Potentially dumb question, but why does “who viewed my profile” (the feature mentioned in the post as the original use case at LinkedIn) require a realtime OLAP datastore anyway?
That's a great question. A bit of history. Here's more on Pinot, back when it was invented at LinkedIn, before it was ASF-incubated as "Apache Pinot."
LinkedIn originally had been using traditional OLTP systems to power the "Who Viewed My Profile" app; they just simply hit the wall. So LinkedIn looked at other analytics databases at the time. Most just couldn't handle a large number of QPS — which, as a social media platform, they readily anticipated. This is why they defined the category as "user-facing, real-time analytics."
[This is terminology mostly specific to the Apache Pinot crowd, though I see that StarRocks / CelerData also recently started talking about user-facing analytics. So I wrote up an article explaining it here:
Other similar extant systems LinkedIn benchmarked at the time just couldn't give them the numbers they needed at the low latency, high concurrency and large scale they anticipated — terabytes to petabytes of data.
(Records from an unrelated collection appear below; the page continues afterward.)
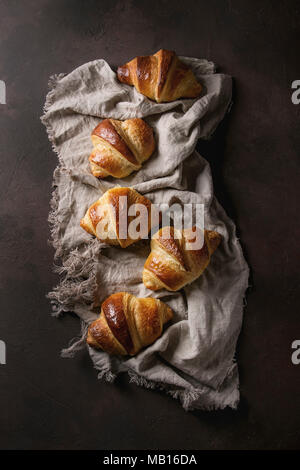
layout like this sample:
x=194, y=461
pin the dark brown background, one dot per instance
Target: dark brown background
x=49, y=402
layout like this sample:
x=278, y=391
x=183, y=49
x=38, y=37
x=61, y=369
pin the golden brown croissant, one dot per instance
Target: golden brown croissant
x=108, y=217
x=128, y=323
x=120, y=147
x=161, y=77
x=171, y=264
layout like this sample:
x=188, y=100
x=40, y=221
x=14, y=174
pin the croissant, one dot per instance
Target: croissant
x=172, y=263
x=128, y=323
x=161, y=77
x=109, y=221
x=120, y=147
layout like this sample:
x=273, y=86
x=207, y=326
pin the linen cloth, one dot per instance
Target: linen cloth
x=194, y=358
So they wrote their own solution.
Pinot was originally intended for marketing purposes to capture live intent & action data.
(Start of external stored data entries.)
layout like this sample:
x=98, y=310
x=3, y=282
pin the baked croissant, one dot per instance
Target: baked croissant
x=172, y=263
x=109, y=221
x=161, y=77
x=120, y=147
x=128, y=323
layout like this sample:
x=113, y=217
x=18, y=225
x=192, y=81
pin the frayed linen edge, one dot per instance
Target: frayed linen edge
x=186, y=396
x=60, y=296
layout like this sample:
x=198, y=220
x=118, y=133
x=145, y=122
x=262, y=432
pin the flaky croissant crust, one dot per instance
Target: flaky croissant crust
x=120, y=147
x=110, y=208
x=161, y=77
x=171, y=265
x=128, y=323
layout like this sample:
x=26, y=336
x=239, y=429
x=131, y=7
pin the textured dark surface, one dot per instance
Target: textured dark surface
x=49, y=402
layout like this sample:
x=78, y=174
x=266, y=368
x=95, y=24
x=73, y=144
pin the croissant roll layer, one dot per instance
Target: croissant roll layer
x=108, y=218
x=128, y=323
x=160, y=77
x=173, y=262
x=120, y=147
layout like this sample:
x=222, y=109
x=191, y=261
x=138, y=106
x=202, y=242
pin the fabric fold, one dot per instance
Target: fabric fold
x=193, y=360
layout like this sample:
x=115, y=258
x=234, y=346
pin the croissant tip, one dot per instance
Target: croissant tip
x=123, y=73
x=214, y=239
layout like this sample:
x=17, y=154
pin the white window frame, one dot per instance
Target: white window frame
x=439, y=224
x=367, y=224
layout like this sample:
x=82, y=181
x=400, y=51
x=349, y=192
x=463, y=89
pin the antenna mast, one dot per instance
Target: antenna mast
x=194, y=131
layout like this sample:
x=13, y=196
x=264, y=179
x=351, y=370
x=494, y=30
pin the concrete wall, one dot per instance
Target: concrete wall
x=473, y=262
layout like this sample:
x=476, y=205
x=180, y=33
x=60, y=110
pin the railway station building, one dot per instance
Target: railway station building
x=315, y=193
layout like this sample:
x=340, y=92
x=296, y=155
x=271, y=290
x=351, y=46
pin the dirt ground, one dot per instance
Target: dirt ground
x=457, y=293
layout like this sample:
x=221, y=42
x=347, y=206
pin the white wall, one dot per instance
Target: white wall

The same Pinot infrastructure eventually grew to other real-time use cases. "Who Viewed My Profile" was followed by "Company Follow Analytics," then sales or recruiting, and even internal A/B testing.
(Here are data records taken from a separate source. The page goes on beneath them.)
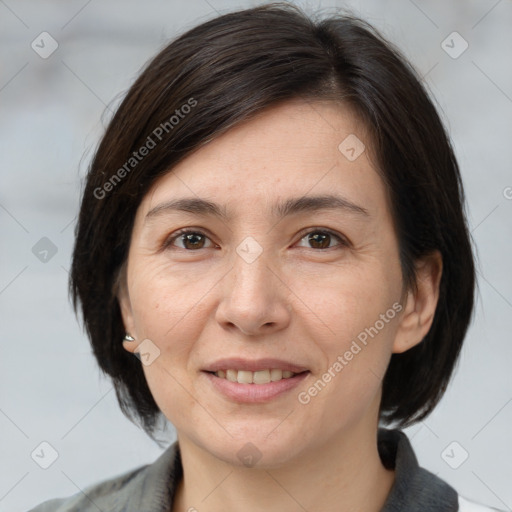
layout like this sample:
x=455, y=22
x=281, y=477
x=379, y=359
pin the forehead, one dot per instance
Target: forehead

[I wasn't at LinkedIn while this happened; this lore was passed down to me by others. Disclosure: yes I work at StarTree.
LinkedIn is just another social network, more work related. When you post something new, you do want to see how many likes/comments. Just like Ins. "Who viewed my profile" is real in LinkedIn. It can be someone who is hiring, someone who may watch your talk, someone who may buy your product. I personally started some business conversations when I realized someone viewed my profile, or at least add they as new connections.
Got it. To that end, Apache Pinot has a special index that allows certain dimensions to be drilled down on further, more granularly, than others, called the star-tree index. It's part of what makes Pinot so fast.